Symptoms and diagnosis

MGUS typically causes no symptoms. In fact, monoclonal protein in the blood is often found by accident when doing other routine blood work. This is called an incidental finding.

After an incidental finding of abnormal proteins, more testing is needed. A screening of the blood and sometimes the urine is recommended. This is generally done with a lab procedure called electrophoresis. Depending on the results of those tests, more testing to look for a suspected or confirmed condition may be done. 

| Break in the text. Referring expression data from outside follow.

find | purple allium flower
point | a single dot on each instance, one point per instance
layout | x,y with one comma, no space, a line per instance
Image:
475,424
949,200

Most people who have abnormal proteins in their blood will never progress to a more serious condition. In some instances, however, these illnesses can develop:

  • Multiple myeloma

  • Non-Hodgkin lymphoma

  • Plasma cell leukemia

  • Primary amyloidosis

  • Solitary plasmacytoma

  • Waldenstrom's macroglobulinemia

Symptoms of monoclonal gammopathies differ among these conditions, but can include:

  • Anemia, or low red blood cells counts

  • Fatigue, or tiredness

  • Weakness

  • Pain in the bones or soft tissues

  • Tingling or numbness in the feet or the hands

  • Infection that keeps coming back

  • Increased bruising

  • Bleeding

  • Weight loss

  • Headache

  • Vision problems

  • Swelling

  • Mental changes

Risk factors and causes

The chance of developing MGUS increases with age, but it is not common.

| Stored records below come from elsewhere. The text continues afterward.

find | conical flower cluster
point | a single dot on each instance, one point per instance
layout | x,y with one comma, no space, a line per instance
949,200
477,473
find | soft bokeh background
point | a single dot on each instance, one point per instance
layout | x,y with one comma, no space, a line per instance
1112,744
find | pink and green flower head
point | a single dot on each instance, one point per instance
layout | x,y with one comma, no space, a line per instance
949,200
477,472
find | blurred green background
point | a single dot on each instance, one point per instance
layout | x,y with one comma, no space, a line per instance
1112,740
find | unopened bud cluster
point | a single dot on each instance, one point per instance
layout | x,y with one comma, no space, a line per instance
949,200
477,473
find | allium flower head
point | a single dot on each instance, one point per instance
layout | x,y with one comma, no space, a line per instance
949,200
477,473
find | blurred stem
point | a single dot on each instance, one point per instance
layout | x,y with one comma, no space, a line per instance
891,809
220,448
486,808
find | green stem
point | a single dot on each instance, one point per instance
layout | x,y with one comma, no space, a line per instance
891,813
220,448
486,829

The exact cause of MGUS is unknown. Infection, autoimmune conditions, and the environment have been considered as possible contributors to MGUS, but research so far has not found a clear connection. Experts do know that the abnormal proteins don't seem to occur as a result of any particular diet or from eating dietary proteins. There is no risk of monoclonal gammopathies in first-degree family members, so screening of siblings and children is not needed.

Prognosis and follow-up

Because MGUS is not harmful, it doesn't need to be treated. A diagnosis of MGUS in the absence of other symptoms usually does not warrant the need for more testing. But because MGUS may transition to a more serious condition, monitoring is necessary throughout your life in order to identify problems as early as possible. This usually includes regular physical exams and blood work.